Crude Runs at US refineries decreased significantly indicating the start of the refinery turnaround season. (Parts of the refineries are shut down for maintenance and changed to producing winter fuels) Crude Runs decreased from 17.42 million barrels per day from the previous week to 16.51 million barrels per day, or 900,000 barrels per day (Chart 1, black line). We expect Crude Runs will continue to decrease until mid-October. The reduced Crude Runs explains, in part, the Crude Stocks increase of 1.85 million barrels for the week ending Friday, September 21, 2018.
Reduced Crude Runs would suggest bearish pressure on prices, but traders do not believe that crude oil supply from OPEC, Russia, and the US will be sufficient to offset the loss of Iranian supply. So prices are surging. We recommend consideration of being long WTI Crude Oil calendar spreads or the Brent – WTI product spread.
Grain markets rallied on Monday, reversing the steep losses during Friday’s session, after the United States, Canada and Mexico reached a deal on a trilateral pact, USMCA , to replace NAFTA.

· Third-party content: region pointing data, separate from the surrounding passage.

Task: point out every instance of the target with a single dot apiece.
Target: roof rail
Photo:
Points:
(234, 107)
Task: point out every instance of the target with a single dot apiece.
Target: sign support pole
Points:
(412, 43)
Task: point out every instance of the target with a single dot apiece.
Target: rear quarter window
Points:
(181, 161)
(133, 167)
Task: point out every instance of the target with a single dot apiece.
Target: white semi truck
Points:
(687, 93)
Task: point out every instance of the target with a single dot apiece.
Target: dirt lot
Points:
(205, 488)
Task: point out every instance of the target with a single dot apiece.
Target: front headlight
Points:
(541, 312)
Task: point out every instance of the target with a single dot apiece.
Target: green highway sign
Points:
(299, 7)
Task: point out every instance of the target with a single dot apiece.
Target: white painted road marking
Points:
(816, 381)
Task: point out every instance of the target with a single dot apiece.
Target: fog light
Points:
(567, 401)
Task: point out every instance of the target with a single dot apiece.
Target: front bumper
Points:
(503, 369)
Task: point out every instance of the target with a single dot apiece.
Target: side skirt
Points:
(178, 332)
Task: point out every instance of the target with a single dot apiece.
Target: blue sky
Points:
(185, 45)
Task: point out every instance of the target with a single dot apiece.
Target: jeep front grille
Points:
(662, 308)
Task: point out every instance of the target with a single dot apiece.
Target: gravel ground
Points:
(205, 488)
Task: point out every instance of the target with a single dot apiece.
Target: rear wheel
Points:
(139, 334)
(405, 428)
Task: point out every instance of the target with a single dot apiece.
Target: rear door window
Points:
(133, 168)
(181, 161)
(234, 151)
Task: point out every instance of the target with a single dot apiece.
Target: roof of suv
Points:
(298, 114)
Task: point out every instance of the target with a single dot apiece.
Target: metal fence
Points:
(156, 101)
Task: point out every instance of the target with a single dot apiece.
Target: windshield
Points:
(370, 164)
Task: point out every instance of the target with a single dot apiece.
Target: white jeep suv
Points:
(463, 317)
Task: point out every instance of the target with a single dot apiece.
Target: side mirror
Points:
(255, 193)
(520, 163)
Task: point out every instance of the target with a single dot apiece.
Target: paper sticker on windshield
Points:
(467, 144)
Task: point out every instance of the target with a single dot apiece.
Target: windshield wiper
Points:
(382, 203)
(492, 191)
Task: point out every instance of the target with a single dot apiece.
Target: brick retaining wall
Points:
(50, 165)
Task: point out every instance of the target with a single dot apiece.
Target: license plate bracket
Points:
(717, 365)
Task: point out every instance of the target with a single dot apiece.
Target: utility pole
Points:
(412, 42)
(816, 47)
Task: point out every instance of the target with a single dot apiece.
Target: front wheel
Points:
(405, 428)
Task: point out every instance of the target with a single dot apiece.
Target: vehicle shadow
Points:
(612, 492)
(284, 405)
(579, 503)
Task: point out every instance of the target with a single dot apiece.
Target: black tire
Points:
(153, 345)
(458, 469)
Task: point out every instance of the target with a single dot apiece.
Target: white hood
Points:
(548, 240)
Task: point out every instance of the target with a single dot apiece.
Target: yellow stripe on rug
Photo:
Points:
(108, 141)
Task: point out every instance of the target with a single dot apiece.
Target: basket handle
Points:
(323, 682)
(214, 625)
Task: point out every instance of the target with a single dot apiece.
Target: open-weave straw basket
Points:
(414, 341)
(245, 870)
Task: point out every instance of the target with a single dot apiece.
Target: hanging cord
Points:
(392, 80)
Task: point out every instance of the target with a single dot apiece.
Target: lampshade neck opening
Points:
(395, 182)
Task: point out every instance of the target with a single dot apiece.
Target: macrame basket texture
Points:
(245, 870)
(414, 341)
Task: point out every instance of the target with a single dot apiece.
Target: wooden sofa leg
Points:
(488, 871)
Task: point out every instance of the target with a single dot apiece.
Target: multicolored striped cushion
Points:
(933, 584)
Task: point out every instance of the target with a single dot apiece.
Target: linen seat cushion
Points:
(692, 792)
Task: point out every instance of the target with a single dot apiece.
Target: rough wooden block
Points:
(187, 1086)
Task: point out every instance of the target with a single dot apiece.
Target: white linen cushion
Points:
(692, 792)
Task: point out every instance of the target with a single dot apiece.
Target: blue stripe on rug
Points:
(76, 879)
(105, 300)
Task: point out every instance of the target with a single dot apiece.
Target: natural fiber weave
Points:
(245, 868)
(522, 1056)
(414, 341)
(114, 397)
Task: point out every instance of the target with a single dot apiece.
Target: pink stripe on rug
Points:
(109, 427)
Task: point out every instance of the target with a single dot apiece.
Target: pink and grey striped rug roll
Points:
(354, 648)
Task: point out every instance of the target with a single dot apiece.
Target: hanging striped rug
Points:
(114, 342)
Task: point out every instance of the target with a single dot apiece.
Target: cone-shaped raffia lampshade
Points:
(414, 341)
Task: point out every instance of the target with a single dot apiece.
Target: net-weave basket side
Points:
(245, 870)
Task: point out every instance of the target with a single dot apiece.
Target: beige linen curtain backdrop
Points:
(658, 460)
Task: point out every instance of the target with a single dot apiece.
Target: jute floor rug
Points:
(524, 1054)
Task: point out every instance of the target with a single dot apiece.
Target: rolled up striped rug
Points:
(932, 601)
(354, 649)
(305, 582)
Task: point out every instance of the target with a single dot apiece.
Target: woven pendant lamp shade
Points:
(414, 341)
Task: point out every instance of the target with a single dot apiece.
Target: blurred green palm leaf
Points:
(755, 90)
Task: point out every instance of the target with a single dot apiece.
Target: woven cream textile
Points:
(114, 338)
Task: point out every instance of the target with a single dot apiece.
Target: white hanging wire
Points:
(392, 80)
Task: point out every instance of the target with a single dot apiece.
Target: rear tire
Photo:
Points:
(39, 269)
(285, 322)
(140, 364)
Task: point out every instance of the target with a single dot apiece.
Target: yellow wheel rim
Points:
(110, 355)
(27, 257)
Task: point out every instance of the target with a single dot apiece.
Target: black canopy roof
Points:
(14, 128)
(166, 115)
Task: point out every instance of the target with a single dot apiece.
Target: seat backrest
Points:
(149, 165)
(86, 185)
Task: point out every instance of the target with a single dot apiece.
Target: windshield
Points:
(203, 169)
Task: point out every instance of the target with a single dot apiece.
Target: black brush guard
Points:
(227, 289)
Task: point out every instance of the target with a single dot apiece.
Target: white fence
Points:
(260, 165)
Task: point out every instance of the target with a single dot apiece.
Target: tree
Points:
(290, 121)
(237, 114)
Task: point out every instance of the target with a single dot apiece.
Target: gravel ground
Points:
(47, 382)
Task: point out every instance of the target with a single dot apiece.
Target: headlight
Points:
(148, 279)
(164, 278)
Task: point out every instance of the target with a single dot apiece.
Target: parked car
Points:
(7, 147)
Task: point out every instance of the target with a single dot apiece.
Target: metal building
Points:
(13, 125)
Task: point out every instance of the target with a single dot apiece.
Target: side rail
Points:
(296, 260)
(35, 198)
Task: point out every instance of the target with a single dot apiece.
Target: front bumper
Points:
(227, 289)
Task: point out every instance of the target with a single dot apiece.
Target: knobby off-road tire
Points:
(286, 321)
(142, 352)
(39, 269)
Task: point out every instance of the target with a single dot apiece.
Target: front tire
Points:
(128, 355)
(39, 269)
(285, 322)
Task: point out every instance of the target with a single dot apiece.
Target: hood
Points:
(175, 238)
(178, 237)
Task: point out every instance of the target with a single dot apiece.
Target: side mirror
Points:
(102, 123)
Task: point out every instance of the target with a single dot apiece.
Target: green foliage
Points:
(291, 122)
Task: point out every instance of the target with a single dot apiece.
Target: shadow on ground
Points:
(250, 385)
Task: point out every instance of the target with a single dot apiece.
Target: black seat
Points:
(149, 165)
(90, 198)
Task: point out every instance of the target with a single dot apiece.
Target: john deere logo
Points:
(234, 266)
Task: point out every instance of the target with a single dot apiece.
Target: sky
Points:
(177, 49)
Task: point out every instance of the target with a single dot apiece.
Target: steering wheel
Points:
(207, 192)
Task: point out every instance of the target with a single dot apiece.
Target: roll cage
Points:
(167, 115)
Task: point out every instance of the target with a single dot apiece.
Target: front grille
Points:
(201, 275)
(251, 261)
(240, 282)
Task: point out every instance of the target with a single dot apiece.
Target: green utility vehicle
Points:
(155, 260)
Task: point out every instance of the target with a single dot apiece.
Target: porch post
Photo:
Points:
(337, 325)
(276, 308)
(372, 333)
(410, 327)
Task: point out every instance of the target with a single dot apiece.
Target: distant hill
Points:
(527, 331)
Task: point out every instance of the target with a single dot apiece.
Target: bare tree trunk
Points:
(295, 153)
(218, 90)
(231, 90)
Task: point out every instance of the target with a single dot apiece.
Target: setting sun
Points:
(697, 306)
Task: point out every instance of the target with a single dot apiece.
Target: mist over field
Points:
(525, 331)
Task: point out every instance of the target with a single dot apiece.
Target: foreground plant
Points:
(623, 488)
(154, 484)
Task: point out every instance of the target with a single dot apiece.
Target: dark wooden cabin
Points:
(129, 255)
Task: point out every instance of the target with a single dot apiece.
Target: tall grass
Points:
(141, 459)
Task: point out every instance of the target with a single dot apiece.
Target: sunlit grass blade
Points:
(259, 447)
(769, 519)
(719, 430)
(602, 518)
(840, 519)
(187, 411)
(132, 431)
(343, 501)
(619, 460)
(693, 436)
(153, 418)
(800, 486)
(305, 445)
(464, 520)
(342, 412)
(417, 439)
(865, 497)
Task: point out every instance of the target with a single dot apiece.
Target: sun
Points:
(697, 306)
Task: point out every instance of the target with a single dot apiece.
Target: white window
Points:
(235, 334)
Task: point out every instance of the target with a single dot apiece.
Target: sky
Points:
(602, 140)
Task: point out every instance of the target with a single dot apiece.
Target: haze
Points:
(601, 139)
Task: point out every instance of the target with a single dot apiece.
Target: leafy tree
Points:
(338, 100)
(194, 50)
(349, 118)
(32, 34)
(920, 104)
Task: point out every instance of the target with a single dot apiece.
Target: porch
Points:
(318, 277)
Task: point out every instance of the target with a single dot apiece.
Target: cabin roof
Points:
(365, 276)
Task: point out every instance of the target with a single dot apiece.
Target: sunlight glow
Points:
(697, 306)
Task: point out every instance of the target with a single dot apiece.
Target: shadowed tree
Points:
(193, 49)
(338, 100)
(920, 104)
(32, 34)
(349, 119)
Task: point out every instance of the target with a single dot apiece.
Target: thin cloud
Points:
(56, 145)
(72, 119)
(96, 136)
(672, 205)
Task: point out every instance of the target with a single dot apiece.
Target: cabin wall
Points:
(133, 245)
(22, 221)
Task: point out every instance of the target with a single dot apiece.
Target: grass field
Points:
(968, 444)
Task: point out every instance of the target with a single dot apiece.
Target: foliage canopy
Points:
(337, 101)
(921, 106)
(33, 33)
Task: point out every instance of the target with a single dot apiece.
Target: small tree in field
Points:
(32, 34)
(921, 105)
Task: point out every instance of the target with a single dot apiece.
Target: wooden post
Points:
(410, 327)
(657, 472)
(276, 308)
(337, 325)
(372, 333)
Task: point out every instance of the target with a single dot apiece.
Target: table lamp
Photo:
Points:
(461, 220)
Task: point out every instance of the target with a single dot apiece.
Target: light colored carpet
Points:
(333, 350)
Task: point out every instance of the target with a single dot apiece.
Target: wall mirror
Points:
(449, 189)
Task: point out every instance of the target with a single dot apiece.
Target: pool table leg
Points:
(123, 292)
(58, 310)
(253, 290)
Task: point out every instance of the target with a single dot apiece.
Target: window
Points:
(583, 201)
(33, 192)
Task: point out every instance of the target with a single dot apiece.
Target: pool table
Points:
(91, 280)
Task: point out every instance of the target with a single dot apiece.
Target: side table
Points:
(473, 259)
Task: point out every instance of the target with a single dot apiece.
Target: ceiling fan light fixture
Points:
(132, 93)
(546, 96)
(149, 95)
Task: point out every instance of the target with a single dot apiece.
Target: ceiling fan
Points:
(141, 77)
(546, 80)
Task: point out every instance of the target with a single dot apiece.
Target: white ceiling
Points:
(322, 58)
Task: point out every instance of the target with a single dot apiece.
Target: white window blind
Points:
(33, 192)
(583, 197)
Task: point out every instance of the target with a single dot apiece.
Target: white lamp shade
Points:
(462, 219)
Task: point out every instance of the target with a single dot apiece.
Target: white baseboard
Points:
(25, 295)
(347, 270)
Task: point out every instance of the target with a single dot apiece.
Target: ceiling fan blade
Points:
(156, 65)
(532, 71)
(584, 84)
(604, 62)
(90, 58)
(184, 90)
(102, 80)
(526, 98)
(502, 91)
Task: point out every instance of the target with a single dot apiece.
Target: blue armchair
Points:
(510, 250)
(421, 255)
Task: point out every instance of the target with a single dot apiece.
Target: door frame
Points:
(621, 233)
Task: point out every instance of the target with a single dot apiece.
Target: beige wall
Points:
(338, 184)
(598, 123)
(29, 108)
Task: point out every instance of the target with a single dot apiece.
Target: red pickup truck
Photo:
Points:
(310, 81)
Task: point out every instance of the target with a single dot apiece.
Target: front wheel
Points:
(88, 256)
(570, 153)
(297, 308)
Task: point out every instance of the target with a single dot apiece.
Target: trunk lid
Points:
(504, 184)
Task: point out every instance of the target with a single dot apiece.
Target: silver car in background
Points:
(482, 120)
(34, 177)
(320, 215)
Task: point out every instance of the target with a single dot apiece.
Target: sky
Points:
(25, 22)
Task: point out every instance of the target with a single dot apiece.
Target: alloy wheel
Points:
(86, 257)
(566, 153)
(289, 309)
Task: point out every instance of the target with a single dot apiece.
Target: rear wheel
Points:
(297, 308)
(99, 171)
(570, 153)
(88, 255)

The price of December corn jumped 2.7% to a seven-week high of $3.65 per bushel (Chart 2), and has continued to rally today , as the new pact eases concerns that Mexico – the biggest importer of U.S. corn – might have turned to competing producers. The November soybeans contract gained 1.5% to a six-week high of $8.57 a bushel (Chart 3).
The rallies countered Friday’s bearish USDA report that showed larger-than-expected stocks of both commodities. From a trade perspective the fundamentals remain bearish and the long term trend is downward, so this may be considered a short term rally in a bear market. We recommend staying on the sidelines with this current market.